The Lanes describe the process of fighting their surprise bill as frustrating and Kafkaesque. They have spent hours on the phone, sent dozens of emails, and filed complaints with regulatory agencies in two states.
“The letters mean I’m constantly reliving the day, and that is such a hard space to be in,” Ms. Lane said. “I feel so frustrated that the hospital is making decisions about their own bottom line that influence our potential future, and the memory of our child.”

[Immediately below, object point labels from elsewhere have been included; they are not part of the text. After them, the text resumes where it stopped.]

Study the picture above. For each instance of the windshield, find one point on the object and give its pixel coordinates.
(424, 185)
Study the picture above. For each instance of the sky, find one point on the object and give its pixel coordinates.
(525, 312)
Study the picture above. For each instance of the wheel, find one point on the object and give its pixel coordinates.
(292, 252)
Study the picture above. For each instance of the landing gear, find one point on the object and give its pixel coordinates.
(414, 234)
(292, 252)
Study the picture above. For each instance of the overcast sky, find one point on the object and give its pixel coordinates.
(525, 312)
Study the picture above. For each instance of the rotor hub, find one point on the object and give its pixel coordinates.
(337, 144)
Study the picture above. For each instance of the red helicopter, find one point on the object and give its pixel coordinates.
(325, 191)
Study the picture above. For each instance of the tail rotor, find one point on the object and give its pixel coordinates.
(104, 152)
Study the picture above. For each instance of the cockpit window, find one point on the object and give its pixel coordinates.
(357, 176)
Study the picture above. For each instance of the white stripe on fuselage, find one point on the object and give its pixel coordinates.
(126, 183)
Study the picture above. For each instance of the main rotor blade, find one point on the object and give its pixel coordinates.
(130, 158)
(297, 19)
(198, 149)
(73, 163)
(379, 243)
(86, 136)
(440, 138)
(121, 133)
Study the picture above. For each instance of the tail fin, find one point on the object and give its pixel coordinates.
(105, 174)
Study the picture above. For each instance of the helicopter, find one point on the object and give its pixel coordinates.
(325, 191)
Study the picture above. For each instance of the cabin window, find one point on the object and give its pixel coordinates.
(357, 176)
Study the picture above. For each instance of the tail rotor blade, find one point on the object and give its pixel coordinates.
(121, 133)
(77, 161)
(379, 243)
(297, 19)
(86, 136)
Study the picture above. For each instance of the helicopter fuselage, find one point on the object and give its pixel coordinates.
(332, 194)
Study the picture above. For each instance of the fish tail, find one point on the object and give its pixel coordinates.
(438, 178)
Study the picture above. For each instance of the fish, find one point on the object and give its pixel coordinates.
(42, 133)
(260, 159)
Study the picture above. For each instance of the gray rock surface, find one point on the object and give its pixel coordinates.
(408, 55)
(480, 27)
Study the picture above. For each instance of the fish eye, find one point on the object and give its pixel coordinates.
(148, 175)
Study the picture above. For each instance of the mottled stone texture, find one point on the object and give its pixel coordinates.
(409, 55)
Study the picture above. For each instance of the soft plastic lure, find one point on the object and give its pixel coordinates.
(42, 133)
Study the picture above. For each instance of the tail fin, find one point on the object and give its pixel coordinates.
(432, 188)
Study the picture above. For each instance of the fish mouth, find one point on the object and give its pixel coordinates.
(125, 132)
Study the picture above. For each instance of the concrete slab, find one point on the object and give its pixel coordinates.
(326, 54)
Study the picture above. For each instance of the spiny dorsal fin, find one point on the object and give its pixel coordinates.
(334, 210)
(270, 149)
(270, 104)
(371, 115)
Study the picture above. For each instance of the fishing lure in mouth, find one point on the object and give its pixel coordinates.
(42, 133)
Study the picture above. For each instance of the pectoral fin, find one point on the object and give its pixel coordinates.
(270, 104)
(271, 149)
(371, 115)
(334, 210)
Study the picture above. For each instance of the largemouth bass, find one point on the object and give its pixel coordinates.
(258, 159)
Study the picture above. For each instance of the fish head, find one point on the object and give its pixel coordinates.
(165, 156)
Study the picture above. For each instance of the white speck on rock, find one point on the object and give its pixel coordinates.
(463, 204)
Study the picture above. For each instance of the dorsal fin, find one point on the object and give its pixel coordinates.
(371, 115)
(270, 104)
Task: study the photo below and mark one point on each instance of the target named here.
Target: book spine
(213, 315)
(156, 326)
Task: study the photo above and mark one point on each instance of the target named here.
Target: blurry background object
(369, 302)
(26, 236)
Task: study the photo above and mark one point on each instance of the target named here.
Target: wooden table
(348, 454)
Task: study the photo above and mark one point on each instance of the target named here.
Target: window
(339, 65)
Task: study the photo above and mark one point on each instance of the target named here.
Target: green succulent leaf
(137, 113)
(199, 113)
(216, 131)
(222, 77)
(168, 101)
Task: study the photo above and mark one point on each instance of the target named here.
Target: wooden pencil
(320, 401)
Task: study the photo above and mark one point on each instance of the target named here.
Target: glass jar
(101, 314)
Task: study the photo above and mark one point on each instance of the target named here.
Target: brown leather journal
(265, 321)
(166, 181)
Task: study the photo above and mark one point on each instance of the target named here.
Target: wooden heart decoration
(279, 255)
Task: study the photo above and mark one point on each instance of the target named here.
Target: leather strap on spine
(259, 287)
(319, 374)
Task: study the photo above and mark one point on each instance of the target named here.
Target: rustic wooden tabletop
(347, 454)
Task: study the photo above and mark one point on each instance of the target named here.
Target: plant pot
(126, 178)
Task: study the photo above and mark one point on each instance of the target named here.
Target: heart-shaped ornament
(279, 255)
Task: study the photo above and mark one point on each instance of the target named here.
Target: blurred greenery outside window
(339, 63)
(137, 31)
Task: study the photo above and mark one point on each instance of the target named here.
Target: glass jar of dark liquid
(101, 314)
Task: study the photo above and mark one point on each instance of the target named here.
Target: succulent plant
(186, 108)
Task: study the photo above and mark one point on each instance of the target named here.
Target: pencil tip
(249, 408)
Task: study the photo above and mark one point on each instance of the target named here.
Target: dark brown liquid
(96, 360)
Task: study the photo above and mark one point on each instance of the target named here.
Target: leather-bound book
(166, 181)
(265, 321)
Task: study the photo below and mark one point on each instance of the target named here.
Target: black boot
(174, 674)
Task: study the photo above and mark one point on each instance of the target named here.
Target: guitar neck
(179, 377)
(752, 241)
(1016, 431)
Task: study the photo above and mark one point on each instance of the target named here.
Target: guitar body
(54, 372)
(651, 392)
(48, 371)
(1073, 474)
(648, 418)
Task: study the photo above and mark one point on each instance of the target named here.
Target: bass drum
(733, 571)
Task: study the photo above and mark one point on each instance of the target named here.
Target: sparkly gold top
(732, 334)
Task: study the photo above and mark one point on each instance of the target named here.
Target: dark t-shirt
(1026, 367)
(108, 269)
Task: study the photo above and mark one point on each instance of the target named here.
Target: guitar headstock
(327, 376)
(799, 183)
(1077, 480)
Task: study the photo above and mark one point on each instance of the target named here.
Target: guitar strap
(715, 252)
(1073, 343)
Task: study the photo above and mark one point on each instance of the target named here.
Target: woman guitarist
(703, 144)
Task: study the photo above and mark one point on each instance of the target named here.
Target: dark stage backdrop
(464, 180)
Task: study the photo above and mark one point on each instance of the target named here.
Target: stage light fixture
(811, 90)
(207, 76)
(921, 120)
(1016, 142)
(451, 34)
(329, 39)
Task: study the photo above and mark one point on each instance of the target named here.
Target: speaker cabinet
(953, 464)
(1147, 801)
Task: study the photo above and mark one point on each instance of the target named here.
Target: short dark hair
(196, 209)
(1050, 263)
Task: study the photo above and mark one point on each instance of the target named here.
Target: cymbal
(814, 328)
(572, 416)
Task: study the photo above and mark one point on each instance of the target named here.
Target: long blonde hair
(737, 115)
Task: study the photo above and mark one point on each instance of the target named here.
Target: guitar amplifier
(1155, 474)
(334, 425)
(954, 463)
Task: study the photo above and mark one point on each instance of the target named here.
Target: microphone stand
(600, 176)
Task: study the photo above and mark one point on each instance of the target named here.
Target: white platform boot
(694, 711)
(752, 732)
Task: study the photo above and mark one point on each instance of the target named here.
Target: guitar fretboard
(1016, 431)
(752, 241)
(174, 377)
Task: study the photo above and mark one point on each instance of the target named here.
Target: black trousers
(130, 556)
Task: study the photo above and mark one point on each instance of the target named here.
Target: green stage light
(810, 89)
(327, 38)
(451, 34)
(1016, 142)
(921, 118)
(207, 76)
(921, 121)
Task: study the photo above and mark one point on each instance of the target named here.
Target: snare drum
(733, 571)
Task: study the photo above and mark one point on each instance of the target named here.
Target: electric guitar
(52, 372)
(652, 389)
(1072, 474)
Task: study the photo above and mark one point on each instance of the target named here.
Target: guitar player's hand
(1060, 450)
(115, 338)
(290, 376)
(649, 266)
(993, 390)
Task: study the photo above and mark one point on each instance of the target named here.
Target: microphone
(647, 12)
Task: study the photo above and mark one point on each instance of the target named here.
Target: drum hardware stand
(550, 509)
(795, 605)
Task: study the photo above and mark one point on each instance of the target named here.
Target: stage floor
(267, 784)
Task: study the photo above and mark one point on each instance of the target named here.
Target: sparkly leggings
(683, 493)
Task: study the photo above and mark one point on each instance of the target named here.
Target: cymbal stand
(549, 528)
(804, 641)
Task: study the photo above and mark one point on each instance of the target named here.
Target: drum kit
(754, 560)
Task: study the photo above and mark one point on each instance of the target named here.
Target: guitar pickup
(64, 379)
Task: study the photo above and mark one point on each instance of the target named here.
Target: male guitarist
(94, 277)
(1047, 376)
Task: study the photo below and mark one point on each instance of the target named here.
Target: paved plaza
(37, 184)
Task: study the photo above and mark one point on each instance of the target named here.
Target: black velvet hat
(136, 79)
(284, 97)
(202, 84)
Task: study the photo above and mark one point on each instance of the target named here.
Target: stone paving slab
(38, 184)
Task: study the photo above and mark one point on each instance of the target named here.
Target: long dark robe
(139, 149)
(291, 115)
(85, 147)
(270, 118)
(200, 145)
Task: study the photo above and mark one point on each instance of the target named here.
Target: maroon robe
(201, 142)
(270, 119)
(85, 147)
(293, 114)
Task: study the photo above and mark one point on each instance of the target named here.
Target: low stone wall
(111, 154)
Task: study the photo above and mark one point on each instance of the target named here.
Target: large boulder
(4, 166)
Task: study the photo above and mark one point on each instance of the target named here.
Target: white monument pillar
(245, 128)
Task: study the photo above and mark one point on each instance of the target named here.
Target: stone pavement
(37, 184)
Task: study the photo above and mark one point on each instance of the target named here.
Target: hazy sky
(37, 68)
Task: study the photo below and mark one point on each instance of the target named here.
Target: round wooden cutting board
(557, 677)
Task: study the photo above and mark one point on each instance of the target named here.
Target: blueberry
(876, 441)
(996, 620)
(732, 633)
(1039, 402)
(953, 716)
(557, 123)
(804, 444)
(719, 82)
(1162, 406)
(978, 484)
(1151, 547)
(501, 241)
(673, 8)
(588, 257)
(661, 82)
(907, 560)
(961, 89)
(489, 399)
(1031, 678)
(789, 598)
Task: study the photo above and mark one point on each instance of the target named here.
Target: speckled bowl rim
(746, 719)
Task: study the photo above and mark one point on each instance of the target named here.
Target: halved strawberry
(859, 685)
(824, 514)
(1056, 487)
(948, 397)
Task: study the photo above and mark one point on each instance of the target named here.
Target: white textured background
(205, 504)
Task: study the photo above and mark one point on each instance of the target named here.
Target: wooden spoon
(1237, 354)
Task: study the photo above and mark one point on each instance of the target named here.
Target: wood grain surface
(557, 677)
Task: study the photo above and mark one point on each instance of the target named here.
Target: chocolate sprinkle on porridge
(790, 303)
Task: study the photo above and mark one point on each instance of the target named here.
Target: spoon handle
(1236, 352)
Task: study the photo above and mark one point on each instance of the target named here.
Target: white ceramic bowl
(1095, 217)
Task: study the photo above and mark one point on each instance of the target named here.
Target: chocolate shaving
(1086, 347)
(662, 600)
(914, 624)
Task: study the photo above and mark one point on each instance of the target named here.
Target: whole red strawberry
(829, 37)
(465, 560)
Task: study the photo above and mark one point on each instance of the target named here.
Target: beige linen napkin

“This patient had no control over what was paid, and she has no control over whether it gets returned,” said Susan Null, a medical billing expert with the firm Systemedic Inc. “Sometimes things like this might be done to motivate the patient to contact the hospital, to get them to release the funds.”
Americans are familiar with medical debt: About 18 percent of them have an outstanding bill from a hospital, doctor or other type of provider in the health system. But most do not expect to get collection notices for bills that were already paid by their health plan.
Courtney Jones, a senior case manager with the Patient Advocate Foundation, described working on cases in which patients have received similar collection notices for bills that the insurer, not the patient, was responsible for covering. It usually happens with large medical bills, as with the Lanes, in which the insurer and hospital both have more at stake.
“They use it as a tactic to put some pressure on the medical facility to refund the money,” Ms. Jones said.